In het gesprek van Georg Hermann overweegt de genoeglijke veelheid van aspecten, zoals de eenheid van standpunt erin ontbreekt. Een gedachte wordt opgeworpen

[p. 213]

om de inval, en met plezier weer losgelaten voor een nieuwe inval. Terwijl de mensen aan de imaginaire whisttafel hun imaginair partijtje maken, is Hermann erin geslaagd minstens twintig onderwerpen aan te snijden en af te handelen. Wij hebben het over de dramatiseringen van zijn romans gehad, maar ook over Wassermann, Heinrich en Thomas Mann, Dostojewski, de Nederlandse literatuur (die hij stevig beheerst!), Moissi (die hij ontdekt heeft, bijna tegen zijn zin in, want de toneelbranche is hem antipathiek, omdat het aanvangsuur in conflict komt met het uur van het ‘Abendbrot’), Feuchtwanger, verschillende straten in Berlijn, een lexicon van Berlijnse uitdrukkingen en over nog veel meer. Deze dingen worden een ogenblik voordelig en humoristisch belicht, om vervolgens door een ander object van de collectie te worden opgevolgd.

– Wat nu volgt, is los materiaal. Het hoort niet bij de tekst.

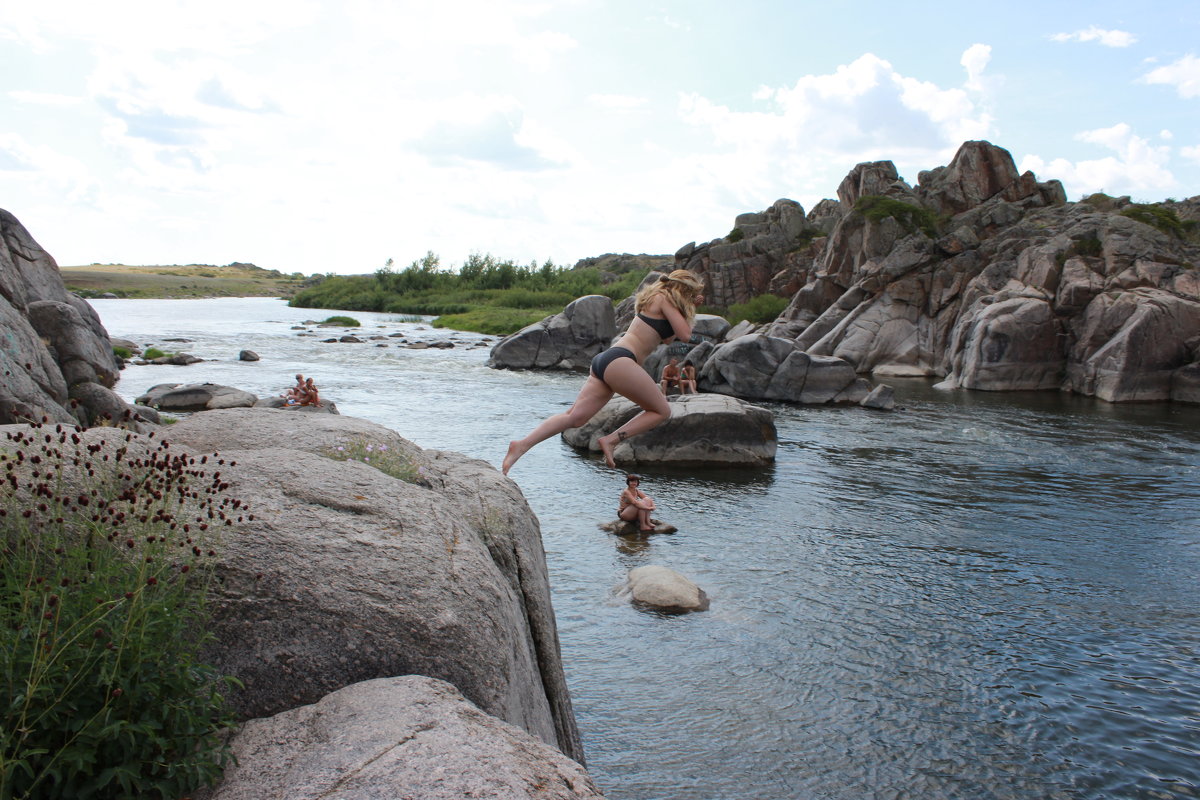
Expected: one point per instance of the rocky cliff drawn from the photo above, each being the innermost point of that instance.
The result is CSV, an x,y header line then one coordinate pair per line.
x,y
978,275
55,355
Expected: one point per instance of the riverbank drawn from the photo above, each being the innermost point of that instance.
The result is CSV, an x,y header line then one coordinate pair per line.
x,y
162,282
933,602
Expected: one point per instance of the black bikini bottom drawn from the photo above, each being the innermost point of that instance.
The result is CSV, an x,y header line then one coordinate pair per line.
x,y
603,360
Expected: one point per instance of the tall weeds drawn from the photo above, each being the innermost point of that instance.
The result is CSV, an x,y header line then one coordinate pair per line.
x,y
106,555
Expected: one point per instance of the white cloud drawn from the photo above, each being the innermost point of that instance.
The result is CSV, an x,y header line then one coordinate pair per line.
x,y
1183,74
1093,34
1137,168
810,133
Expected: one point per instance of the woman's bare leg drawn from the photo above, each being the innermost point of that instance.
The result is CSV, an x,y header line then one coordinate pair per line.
x,y
591,400
628,378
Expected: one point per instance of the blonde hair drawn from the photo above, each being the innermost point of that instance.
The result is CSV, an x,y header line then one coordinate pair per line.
x,y
681,287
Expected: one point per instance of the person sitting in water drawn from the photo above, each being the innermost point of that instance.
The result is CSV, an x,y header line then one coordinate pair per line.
x,y
670,376
665,311
688,379
635,504
293,392
311,396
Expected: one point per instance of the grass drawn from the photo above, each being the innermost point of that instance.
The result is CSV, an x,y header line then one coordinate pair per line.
x,y
105,566
1161,217
389,462
191,281
496,322
912,217
345,322
485,295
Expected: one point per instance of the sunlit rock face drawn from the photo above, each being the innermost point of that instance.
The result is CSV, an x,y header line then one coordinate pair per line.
x,y
981,276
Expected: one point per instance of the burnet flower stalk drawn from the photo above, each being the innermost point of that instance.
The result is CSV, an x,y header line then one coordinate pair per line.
x,y
107,547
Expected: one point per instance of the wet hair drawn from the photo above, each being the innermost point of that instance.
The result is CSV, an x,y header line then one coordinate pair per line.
x,y
681,287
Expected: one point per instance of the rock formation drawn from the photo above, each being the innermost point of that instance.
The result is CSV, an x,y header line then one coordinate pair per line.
x,y
353,554
195,397
703,431
365,563
978,275
55,355
395,738
564,341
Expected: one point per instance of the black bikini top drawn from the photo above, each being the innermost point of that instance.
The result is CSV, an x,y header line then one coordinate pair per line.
x,y
661,326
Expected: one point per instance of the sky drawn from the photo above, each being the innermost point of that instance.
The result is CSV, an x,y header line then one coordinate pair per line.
x,y
322,137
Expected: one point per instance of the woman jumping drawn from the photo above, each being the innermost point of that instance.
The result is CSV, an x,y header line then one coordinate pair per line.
x,y
665,311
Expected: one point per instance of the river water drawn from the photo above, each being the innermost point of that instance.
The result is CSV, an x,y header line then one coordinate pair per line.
x,y
983,595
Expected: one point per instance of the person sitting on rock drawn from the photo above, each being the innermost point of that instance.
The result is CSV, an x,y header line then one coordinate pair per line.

De Nederlandse literatuur heeft volgens Hermann altijd nog een insulair karakter. ‘Maar (hier komt de cycloïde mens weer voor de dag!) wat de Hollanders doen, dat doen zij toch goed!’ Er is hier dus een goed gemiddelde en de meesterwerken zijn even zeldzaam als in andere landen. Tot mijn verbazing noemt Hermann dan de naam Du Perron, van wie hij een Duits artikel over de Nederlandse letterkunde las dat hij zeer de moeite waard vond. ‘En om mij niet aan zijn meningen te ergeren heb ik een artikel tegen hem geschreven, dat ik echter nooit heb verzonden aan enig tijdschrift. Dat is zo mijn gewoonte: als ik mij erger, of anderszins van de wijs ben, schrijf ik over die ergernissen; dat is de beste manier om ze kwijt te raken.’ Uitstekende hygiëne van de ‘pyknische’ mens!

Multatuli was, aldus Hermann, een van de weinige schrijvers die boven het gemiddelde niveau uitstak. Hij betreurt het dat men na hem, Heyermans en Couperus niets beters in het Duits weet te vertalen dan Jo van Ammers-Küller. ‘De fout van uw literatuur is dat het u materieel te goed gaat. Daardoor kost het u moeite de werkelijke menselijke problemen aan te snijden.’

Maar op deze opmerking, die mij verre van onjuist lijkt,

[p. 214]

volgt geen bloedig requisitoir; neen, Hermann is iemand die de tegenstellingen liever in humor en ironie verzoent; hij spreekt alweer over het goede gemiddelde onzer schilders. En verder danst hij langs andere onderwerpen; hij komt op zijn vereerders, die hij in drie groepen verdeelt: 1e. de Hermannofilen, 2e. de Hermannologen, 3e. de Hermannomanen.

- En als men nu tot geen van drieën behoort?’

‘Dat is ook niet erg, integendeel. ‘Meine Hauptverehrer waren alle verrückt. Mijn warmste bewonderaarster zat in een krankzinnigengesticht... Eigenlijk kan ik alleen kinderen en zeer oude mensen goed lijden; wat daartussen ligt...’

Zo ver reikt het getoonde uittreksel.